According to Kane’s summary of events, Brooke “contended the metadata found in native files was essential for organizing, searching, and understanding the record” and argued some of the emails produced were missing information about the sender, recipient and the date the message was sent.
The department’s attorneys argued the request had been filled, copies of the native files were not required to be released under the law and that the request was excessively disruptive.
Kane said the Legislature bears the burden of updating the ORA as technology changes over time.
“When the ORA was adopted in 1985, the Oklahoma Legislature was simply not contemplating the metadata Brooke is requesting. The definition of ‘record’ has not changed since the act’s adoption in 1985. Outlook was not released by Microsoft until 2012. While metadata certainly existed in the early years of the digital age, the Oklahoma Legislature did not intend for the public to have access to metadata, as we know it today,” Kane wrote. “Determining how advancements in technology should affect government transparency and the public’s access to public records are matters of policy for the legislative branch.”
Kane said it is up to legislators “to determine what constitutes the inspection, copying, or mechanical reproduction of modern data files.”
“Metadata can mean many things. If the ORA includes metadata, the Oklahoma Legislature needs to define the term,” Kane wrote. “If the Legislature grants the public access to digital copies of native files, what reasonable procedures must public bodies adopt to protect the integrity of its records as well as confidential and sensitive information contained in metadata? These questions (and more) are policy issues requiring study and debate that goes far beyond the court’s role of interpreting statutes.”
Kane was joined by Kuehn, Edmondson, Gurich and Darby in reaching the court’s precedential decision. Concurring in result, Jett wrote separately to argue that Brooke’s initial request had been fulfilled because it did not articulate a desire for metadata.
“This case can be resolved by answering a narrow question: Did the State Health Department provide Nicholles Brooke the records he requested? I believe the answer is plainly ‘yes,’ so we need not decide whether agency metadata is subject to the Open Records Act,” Jett wrote.
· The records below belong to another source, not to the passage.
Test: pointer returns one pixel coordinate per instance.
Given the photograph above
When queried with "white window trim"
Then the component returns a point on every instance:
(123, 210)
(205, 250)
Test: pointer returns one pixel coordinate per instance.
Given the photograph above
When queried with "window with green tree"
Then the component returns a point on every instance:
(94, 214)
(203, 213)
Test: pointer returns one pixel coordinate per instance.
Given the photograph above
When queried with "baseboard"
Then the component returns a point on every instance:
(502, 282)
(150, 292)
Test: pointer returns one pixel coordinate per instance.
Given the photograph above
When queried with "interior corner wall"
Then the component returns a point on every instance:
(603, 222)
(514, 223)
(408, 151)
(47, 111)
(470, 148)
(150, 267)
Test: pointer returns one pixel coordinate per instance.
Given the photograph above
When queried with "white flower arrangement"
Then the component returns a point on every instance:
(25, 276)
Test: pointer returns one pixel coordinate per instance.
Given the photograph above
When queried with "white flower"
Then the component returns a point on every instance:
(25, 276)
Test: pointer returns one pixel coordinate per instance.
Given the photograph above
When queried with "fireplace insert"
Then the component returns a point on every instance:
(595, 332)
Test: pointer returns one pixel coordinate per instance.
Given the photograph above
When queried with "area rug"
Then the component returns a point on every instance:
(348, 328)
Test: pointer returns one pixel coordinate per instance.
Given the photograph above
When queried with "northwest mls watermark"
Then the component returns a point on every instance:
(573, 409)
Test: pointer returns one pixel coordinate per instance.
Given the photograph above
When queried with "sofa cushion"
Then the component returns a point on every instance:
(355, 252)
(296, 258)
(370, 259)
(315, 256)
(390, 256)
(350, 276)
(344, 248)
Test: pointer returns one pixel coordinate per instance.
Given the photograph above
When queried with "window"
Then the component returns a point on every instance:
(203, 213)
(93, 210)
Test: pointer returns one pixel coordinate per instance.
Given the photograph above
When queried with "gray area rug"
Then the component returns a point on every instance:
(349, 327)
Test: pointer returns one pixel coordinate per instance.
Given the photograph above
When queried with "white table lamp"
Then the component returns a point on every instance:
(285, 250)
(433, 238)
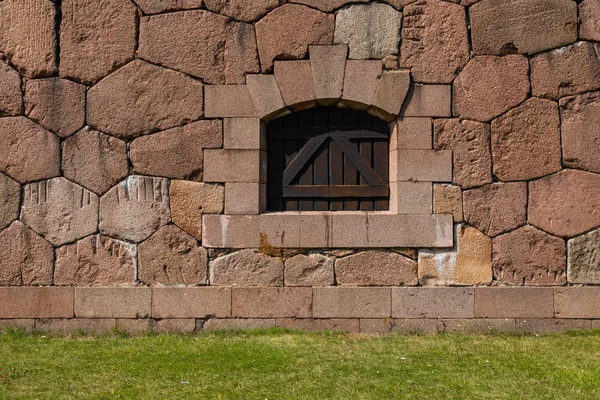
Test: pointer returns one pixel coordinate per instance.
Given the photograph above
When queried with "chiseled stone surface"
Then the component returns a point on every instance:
(96, 260)
(430, 59)
(200, 43)
(28, 37)
(246, 268)
(566, 71)
(96, 37)
(60, 210)
(529, 256)
(308, 270)
(135, 208)
(94, 160)
(25, 258)
(56, 104)
(171, 256)
(565, 204)
(189, 200)
(584, 258)
(29, 152)
(376, 268)
(522, 26)
(489, 86)
(496, 208)
(140, 98)
(526, 141)
(580, 129)
(468, 263)
(470, 145)
(355, 26)
(288, 30)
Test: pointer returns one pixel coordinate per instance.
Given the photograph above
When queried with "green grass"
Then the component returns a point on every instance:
(280, 364)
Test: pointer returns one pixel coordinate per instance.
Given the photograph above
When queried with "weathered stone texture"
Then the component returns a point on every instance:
(94, 261)
(94, 160)
(580, 129)
(189, 200)
(177, 152)
(56, 104)
(135, 208)
(371, 31)
(141, 98)
(566, 71)
(29, 152)
(25, 258)
(28, 38)
(565, 204)
(96, 37)
(489, 86)
(287, 31)
(496, 208)
(529, 256)
(60, 210)
(468, 263)
(171, 256)
(200, 43)
(376, 268)
(246, 268)
(470, 145)
(308, 270)
(433, 60)
(526, 141)
(522, 26)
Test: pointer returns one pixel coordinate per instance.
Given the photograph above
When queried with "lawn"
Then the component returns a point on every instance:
(278, 364)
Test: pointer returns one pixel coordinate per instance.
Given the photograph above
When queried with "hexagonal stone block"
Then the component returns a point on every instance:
(95, 260)
(135, 208)
(94, 160)
(25, 258)
(141, 98)
(60, 210)
(29, 152)
(171, 256)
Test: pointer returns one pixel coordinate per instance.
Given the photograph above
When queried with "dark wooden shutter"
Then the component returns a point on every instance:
(328, 158)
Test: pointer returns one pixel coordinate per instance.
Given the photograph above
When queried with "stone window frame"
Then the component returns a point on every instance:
(328, 78)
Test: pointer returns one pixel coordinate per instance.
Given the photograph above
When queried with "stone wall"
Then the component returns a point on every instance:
(132, 153)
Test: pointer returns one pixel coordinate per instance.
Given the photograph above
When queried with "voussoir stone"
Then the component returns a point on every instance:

Combs dissented, arguing in favor of the Court of Civil Appeals decision and noting that courts in four other states — Arizona, Kansas, Pennsylvania and Washington — with similar open records laws have found metadata subject to open records requests.
Combs said the majority opinion “addresses an issue different from that raised by the commissioner of health in his petition for certiorari, demonstrating the majority’s determination to address an issue they deem more important — despite its waiver by the petitioner.”
“The majority’s assertion that the statutory language ‘data files’ unambiguously ‘does not include embedded metadata’ or ‘data about data’ is nothing more than ipse dixit,” Combs wrote. “If the State Health Department generates records containing data about data, the language of sections 24A.3(1) and 24A.5 is broad enough to require production of those records.”
Winchester joined Combs’ dissent. Rowe also dissented, but did not join or write an opinion.
(Update: This article was updated at 8:30 a.m. Tuesday, Dec. 2, to include comment from Leslie Briggs.)